Les artistes ont toujours eu un engouement pour le carnet de voyage. Partis en pays inconnu à la recherche de nouvelles émotions, ils ont tenu des carnets de notes, dessiné croquis et esquisses pour garder le souvenir d’expériences, de moments uniques. Le carnet de voyage est le récit visuel et littéraire d’un périple. Il est un art hybride entre art graphique, journalisme, poésie et sociologie et le témoin subjectif d’une époque. Les carnettistes ne nous entrainent pas toujours au bout du monde. Le voyage peut être au coin de la rue.

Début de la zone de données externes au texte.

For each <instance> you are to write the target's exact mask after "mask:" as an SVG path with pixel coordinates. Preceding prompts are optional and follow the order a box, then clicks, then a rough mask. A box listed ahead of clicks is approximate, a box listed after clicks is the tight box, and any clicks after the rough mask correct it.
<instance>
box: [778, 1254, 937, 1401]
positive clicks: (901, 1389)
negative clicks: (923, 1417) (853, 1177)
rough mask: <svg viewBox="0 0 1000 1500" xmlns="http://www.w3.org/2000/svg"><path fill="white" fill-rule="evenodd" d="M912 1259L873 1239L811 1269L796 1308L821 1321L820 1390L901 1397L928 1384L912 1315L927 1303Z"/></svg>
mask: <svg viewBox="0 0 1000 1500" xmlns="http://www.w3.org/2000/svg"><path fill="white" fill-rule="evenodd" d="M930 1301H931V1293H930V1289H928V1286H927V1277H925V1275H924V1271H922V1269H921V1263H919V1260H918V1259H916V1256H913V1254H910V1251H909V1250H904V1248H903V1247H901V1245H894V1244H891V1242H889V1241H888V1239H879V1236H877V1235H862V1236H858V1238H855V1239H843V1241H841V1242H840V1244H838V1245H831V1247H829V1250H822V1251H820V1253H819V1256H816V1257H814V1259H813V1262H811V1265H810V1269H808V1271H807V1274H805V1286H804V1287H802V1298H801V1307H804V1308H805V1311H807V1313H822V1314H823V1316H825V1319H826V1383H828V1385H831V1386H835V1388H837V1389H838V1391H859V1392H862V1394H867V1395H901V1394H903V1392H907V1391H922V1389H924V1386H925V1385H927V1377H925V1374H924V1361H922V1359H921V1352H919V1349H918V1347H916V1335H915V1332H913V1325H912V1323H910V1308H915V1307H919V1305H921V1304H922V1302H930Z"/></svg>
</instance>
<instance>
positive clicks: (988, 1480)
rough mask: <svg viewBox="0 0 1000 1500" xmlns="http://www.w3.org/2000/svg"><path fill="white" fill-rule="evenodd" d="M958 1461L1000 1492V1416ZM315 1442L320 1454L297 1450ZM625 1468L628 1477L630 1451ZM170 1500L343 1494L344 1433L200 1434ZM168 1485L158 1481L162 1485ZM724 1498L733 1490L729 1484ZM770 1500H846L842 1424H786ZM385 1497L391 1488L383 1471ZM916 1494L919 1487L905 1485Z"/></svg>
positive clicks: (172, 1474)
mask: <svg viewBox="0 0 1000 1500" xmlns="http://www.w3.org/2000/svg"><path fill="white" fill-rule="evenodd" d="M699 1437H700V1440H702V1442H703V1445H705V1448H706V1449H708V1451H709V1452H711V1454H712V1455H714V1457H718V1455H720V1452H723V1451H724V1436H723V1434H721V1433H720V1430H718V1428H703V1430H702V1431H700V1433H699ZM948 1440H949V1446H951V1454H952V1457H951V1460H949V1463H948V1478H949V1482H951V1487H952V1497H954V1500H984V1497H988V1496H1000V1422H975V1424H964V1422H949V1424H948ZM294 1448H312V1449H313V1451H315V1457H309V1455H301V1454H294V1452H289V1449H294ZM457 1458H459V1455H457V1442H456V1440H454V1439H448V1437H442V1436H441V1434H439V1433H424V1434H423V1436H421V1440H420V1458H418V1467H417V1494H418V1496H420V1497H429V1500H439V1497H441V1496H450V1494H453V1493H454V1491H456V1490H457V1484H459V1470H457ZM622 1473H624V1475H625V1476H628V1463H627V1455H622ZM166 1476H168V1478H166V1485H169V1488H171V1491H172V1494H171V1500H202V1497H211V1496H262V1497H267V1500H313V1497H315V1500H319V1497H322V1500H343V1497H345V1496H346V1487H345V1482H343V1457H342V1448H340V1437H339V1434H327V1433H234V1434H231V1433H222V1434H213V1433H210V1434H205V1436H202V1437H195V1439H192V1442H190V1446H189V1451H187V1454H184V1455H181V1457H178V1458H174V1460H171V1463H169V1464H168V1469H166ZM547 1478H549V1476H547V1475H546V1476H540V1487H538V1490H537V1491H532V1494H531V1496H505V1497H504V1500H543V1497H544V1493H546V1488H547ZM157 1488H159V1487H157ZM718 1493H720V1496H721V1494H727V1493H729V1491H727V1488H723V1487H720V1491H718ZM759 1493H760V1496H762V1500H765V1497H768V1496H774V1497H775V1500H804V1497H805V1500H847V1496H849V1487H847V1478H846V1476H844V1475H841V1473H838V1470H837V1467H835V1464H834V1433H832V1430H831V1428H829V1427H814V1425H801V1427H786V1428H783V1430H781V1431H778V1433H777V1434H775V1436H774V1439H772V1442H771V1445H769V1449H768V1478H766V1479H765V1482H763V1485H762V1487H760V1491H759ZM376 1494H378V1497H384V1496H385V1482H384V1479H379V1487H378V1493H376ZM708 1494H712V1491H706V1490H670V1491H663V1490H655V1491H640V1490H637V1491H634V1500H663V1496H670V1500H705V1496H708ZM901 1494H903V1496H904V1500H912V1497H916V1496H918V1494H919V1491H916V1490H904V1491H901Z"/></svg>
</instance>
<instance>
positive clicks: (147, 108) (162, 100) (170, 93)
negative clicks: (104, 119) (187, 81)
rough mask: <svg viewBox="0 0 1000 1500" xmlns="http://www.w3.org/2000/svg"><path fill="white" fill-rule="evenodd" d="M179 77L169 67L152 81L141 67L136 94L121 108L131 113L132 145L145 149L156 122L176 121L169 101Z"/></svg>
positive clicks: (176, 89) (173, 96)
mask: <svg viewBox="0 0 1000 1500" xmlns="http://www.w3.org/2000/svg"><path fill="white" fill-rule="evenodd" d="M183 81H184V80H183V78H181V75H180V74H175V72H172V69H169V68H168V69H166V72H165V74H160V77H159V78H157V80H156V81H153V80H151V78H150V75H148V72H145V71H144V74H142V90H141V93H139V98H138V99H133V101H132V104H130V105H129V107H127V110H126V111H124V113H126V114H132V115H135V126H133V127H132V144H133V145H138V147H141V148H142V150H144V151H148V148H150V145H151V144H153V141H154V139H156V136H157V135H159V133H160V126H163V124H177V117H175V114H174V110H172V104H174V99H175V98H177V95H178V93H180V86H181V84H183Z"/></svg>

Itinérant, l’atelier de carnets de voyage animé par Marie-Hélène Plancher « est l ‘occasion, à chaque séance, de découvrir un lieu ouvert ou fermé et d’explorer différentes facettes de la capitale : l‘architecture, les rues, les parcs, les musées, les églises, les gares, les gens aussi. Le terrain de jeu est vaste » dit l’intervenante qui aime arpenter Paris à la recherche d’un petit patrimoine insolite et poétique. Aujourd’hui, le rendez vous est fixé passage Brady, un lieu haut en couleurs surnommé « Little India ». Les carnettistes se retrouvent dans la partie à ciel ouvert, étroite et pavée qui déroule loueurs de costumes et restaurants Tandoori. Ils posent leur siège pliant et leur atelier portatif : feuilles volantes ou carnets, crayons, aquarelles, feutres, stylos, crayons aquarellables, gommes, pinceaux à réserve d’eau. Au fil de l’année, les participants apprendront à associer différents mediums, à mélanger les techniques sèches et humides pour enrichir leur travail.
Dans un premier temps les élèves se prêtent au jeu de la découverte, observent longuement le site, les variations de lumière et d’ombre, abordent l’espace et ses caractéristiques. Puis ils dessinent, réalisent des esquisses sur le vif in situ. « Il ne s’agit pas de reproduire d’une façon fidèle ce que l’on a devant soi, à la façon d’une carte postale mais de donner sa vision du lieu, en explorer les recoins, en saisir un élément particulier, un objet curieux » explique l’intervenante. Dans cette ruelle du passage Brady, ce sera peut être la forme d’un réverbère, une chaise vide derrière une vitre de restaurant, une enseigne pittoresque… Un carnet de voyage retranscrit une atmosphère, des sentiments, des sensations chacun choisit ce qu’il a envie d’évoquer et c’est toujours très subjectif.
Depuis longtemps Anne pratique l’aquarelle, qui saisit les émotions avec une transparence particulière « Seule chez moi, j’avais l’impression de ne plus progresser, je voulais apprendre autre chose. Cette année, le temps peu clément a rendu difficile l’utilisation du matériel. On travaille sans filet, dehors, et il pleut parfois. Le résultat final et les souvenirs des lieux sont influencés par les conditions climatiques. Mais, les dessins fait à la hâte par mauvais temps vont à l’essentiel, sont très spontanés ». Deux bâtiments du passage ont attiré son regard par leur volume, leur échelle, leur détail. Elle en visualise les lignes, apprend à dessiner en perspective. « Parmi mes esquisses, je choisis les plus intéressantes, les colle dans un carnet de voyage et j’écris quelques phrases. Quelquefois une allusion à la météo… »
Grande voyageuse Monique est surprise par ce passage atypique qui offre un ailleurs sans aller très loin. Son croquis suggère deux lanternes et un arbre au loin sur le boulevard. Débutante en dessin elle est là « pour apprendre, se faire plaisir ». Plus tard, elle envisage de réaliser de vrais carnets de voyage « une façon de s’immerger plus profondément dans un lieu, de modifier son regard sur les choses. Car par le fait même de croquer on est plus attentif, on remarque des scènes qui sans cela n’auraient pas attiré notre attention, même dans notre propre ville ».
Véronique a parcouru le monde « à la routarde » et toujours ramené de ses périples des journaux de voyage. Et, c’est naturellement que l’envie lui est venue d’ajouter des croquis aux mots. Pour elle dessiner est un moment intense, une façon de vivre au rythme local; de témoigner des créations, des modes de vies ; de se poser au milieu des gens ; d’engager la conversation et de garder ainsi une trace des lieux mais aussi des personnes rencontrées. « La photo est un instantané. Avec le dessin on donne quelque chose de soi, du temps aussi. Et il permet de traduire le réel plus librement. Les gens autour de vous apprécient de reconnaître un endroit, de se découvrir eux-mêmes sur le papier et quelquefois aussi ils donnent leur avis ». Comme cet homme qui habite le passage et regarde avec intérêt les différentes atmosphères ressenties par les carnettistes.